Tuesday, January 29, 2008

Field Of Screams

Well, this past weekend I finally went to see Cloverfield. I was reluctant at first. After all, reviews were all over the place, and history has shown us that anything with this much of an internet buzz usually fails to live up to the hype. Remember Snakes on a Plane? Exactly, no one does. Then there were all the gripes about the shaky cam, really? If you are bothered by the shaky cam, then you do not spend enough time on the internet. We are exposed to far grainier poorly shot video than this on a daily basis, and we love it so much, we send it to everyone we know. If anything I was amazed at how well thought out each shot had to be. The shakiness of the camera was a character in itself. In a movie lacking a soundtrack it was the camera work that told us when we should be tense and when to take a breather. I’ve seen a lot of comparisons to Blair Witch, but I think Cloverfield is a more intimate claustrophobic film. No easy feat in the middle of a normally bustling city like New York. Where Blair Witch relied on perception to deliver scares, Cloverfield shows you everything.

Being a New York native, I’m glad I didn’t see this movie back home. I’ve read about some angry New Yorkers walking out of the theater and I can see why.
See, New Yorkers have always felt a degree of invulnerability. Back home nothing can hurt me. I can fall asleep on the subway, yell at a random stranger for bumping me in the street, run across midtown traffic without fear, because in some way New York protects its own. That was until 9/11.
9/11 affected the sense of security of every New Yorker who was in the city at the time. It left a lot of us bruised and reeling. Cloverfield brought me back to that time. At one point the main characters are separated, just across the street from each other by a wave of soldiers and vehicles rushing by firing guns and missiles. The noise is frightening, the bursts of light from the guns is frightening. Our heroes are separated by less than 20” and it may as well have been a mile.
My wife and I both thought of the armed National Guard that stood along 14th Street and in the subways during the days following 9/11.
Films that have tried to deliver the emotional impact of that horrible time in New York have not even come close to the desperation and helplessness as Cloverfield has.
I’ve read a bunch of reviews of Cloverfield that have blasted the film for the same reasons I liked it. I wonder where those reviewers were during 9/11? Did they walk home across the Williamsburg Bridge among people covered in ash unable to take their eyes off the column of smoke a couple of miles away feeling very small?

Another gripe I’ve read is that the characters are not entirely likable. It’s true, they were average 20 somethings. There wasn’t anything to really like or dislike about them. That was the frikkin’ point. They weren’t heroes, they weren’t special they were just..themselves. If anything the actors deserve credit for being so believable in their normality. When was the last time you watched a war documentary and thought hey, there’s a soldier I want to hang out with? The film lets you know right at the beginning. This is found footage – no spoilers there. At that point you know enough to not to get too emotionally vested in these people. The real star in the film is the camera. The people are just a support system.

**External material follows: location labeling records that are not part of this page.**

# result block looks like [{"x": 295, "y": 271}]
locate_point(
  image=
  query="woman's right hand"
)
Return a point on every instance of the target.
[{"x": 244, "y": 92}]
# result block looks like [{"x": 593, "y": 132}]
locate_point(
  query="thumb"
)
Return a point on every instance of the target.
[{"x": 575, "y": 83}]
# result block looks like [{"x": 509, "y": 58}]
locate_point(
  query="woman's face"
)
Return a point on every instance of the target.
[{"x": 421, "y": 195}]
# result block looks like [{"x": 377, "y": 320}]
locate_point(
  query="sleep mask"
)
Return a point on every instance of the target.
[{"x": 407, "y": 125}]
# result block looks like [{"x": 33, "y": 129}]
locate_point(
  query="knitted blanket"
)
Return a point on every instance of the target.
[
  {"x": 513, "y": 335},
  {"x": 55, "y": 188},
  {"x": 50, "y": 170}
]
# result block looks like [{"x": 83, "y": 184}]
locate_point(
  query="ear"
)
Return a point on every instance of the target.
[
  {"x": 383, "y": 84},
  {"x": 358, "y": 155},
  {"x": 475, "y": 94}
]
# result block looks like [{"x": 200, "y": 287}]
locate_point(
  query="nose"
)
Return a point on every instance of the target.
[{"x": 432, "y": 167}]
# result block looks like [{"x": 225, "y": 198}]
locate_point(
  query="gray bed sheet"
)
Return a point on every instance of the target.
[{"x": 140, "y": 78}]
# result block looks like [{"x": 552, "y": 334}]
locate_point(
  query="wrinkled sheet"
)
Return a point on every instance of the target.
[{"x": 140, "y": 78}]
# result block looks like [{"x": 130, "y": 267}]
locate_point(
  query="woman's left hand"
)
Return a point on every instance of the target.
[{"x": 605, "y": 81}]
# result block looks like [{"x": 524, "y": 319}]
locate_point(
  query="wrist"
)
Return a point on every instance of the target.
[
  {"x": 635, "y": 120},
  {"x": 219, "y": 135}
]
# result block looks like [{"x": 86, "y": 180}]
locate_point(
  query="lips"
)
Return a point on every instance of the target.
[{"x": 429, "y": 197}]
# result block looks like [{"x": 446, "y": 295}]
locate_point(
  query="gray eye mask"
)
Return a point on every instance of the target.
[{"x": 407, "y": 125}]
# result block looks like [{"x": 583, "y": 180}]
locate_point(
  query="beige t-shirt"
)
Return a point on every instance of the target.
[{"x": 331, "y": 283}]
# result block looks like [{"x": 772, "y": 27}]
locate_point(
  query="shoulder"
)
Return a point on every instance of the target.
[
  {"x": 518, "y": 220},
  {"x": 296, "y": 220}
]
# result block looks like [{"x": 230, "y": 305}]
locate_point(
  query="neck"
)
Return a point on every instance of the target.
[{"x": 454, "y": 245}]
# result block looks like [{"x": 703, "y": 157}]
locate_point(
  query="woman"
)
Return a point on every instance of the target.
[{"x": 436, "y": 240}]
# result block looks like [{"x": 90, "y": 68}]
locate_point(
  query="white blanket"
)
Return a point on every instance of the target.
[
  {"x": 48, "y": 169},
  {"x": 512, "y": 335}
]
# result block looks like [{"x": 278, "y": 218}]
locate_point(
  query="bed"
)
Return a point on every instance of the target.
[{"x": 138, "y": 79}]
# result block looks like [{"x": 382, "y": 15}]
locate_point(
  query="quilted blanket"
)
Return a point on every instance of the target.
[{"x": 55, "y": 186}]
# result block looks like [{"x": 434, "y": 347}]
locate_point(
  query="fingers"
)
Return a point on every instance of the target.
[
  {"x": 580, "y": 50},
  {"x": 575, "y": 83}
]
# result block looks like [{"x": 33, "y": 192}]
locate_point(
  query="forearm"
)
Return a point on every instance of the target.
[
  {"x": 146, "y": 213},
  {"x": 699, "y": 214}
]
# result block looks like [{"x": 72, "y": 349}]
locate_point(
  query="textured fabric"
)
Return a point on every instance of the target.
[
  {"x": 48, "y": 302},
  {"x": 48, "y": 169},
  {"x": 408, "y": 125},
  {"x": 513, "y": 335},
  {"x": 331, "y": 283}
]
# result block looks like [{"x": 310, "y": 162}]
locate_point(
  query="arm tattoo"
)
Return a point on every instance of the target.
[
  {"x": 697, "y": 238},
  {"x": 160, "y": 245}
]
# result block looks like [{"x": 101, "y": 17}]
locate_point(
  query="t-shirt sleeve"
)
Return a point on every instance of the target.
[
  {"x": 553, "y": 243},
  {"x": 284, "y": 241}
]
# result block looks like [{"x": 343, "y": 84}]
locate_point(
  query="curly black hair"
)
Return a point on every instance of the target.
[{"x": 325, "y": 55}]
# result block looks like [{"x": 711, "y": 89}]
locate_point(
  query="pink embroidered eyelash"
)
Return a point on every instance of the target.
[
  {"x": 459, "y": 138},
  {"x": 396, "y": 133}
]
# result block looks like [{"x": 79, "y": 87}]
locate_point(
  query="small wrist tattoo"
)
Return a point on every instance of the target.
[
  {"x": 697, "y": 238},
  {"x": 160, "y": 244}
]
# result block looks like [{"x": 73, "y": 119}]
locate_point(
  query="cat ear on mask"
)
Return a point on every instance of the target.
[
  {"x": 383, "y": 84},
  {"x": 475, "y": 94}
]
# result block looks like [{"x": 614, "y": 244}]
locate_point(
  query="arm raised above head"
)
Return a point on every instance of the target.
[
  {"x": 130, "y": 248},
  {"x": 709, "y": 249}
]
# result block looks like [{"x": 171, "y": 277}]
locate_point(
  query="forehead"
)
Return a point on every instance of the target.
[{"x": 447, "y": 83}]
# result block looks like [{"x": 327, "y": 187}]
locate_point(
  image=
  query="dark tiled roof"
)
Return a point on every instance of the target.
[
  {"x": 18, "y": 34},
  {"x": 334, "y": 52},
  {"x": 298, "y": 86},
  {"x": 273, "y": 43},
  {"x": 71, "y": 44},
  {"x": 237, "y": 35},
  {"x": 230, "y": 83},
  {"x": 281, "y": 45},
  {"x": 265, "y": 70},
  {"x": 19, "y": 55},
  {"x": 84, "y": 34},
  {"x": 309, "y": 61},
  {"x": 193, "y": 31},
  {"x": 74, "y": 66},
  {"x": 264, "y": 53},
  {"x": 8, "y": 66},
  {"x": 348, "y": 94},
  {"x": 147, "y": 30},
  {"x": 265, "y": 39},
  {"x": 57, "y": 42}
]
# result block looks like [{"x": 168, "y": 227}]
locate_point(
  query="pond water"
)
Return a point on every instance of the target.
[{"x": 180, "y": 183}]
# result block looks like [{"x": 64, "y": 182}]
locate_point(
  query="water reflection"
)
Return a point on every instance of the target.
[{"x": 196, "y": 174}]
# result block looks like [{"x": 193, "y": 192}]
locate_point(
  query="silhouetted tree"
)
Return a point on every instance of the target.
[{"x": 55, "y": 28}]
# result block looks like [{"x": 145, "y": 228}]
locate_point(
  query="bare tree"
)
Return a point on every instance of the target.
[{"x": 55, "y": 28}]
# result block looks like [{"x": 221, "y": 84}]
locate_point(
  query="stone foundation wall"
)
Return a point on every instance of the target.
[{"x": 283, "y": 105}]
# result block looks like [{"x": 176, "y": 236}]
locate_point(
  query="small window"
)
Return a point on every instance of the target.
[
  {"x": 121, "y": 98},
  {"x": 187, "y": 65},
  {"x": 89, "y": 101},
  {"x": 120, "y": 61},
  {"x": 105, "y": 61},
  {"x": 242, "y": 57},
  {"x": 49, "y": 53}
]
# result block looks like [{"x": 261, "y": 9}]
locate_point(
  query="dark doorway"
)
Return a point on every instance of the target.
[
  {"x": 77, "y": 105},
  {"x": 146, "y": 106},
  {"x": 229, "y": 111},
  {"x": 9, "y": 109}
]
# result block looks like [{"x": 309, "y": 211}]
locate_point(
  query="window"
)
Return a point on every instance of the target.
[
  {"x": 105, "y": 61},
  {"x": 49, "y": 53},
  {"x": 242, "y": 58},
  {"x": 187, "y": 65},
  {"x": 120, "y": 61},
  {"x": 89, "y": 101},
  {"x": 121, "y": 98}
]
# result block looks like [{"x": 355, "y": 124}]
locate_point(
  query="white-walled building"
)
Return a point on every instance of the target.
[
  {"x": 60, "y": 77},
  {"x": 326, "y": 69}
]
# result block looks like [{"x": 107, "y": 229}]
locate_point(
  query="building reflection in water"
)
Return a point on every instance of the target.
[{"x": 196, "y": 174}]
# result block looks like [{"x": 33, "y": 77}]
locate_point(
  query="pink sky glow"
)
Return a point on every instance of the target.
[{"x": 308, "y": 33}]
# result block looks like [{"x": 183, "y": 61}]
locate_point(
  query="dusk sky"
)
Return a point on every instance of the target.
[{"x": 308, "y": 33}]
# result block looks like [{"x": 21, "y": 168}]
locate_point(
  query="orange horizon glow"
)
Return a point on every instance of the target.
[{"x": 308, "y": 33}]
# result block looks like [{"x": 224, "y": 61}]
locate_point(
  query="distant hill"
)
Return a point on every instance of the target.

Cloverfield was one of the scarier movies I’ve seen in a long time. The film is fairly light on gore but heavy on special effects that pay off. I’m not saying it’s for everyone, but neither was The Exorcist when it came out. I think time will prove Cloverfield a true classic and it will be hailed alongside films like The Exorcist, Jaws and The Shining as a true innovation in horror. Cloverfield may be the definitive horror of this decade. Tailor made for a culture reliant on YouTube, 24 hour news channels, and reality programming.

I only wish this movie had not hit before George Romeros Diary of the Dead coming on Feb 15th as Romero is using a similar camera technique, and there is no doubt that unfair comparisons will be made. I’m a huge Romero fan and it would be a shame if his film suffered from negative reactions to Cloverfield.

If you’re a geek and haven’t seen Cloverfield, chances are you’re going to wish you had, and if you’re like me and prefer walking through the subway tunnels at night rather than wait for that local that runs every half hour to go 2 lousy stops,…..you will...never…do…that…again.

Cloverfield was directed by Matt Reeves and written by Drew Goddard.
It was produced by J.J. Abrams.
It stars Lizzy Caplan, Jessica Lucas, T.J. Miller, Michael Stahl-David, Mike Vogal, Odette Yustman and New York City.

Plus one big ass monster……..


foobella said...

my friend and I had to leave 20 minutes in because I was going to hurl. Otherwise, I was enjoying the movie and I guess I'll have to try again when it comes on dvd.

Found your blog through skulladay.

fun stuff. =)

Charlie said...

I should have clarified. I understand there are people out there who can be affected by the shaky cam. My problem is with the "critics" griping about the camera work. I'm sorry to hear of your reaction. I hear dramamine has helped some folks get through the film, but I don't know if I'd like to get medicated to see a movie. I read the DVD is coming in April. I hope you get a chance to see it then. Especially if you're a fan of horror.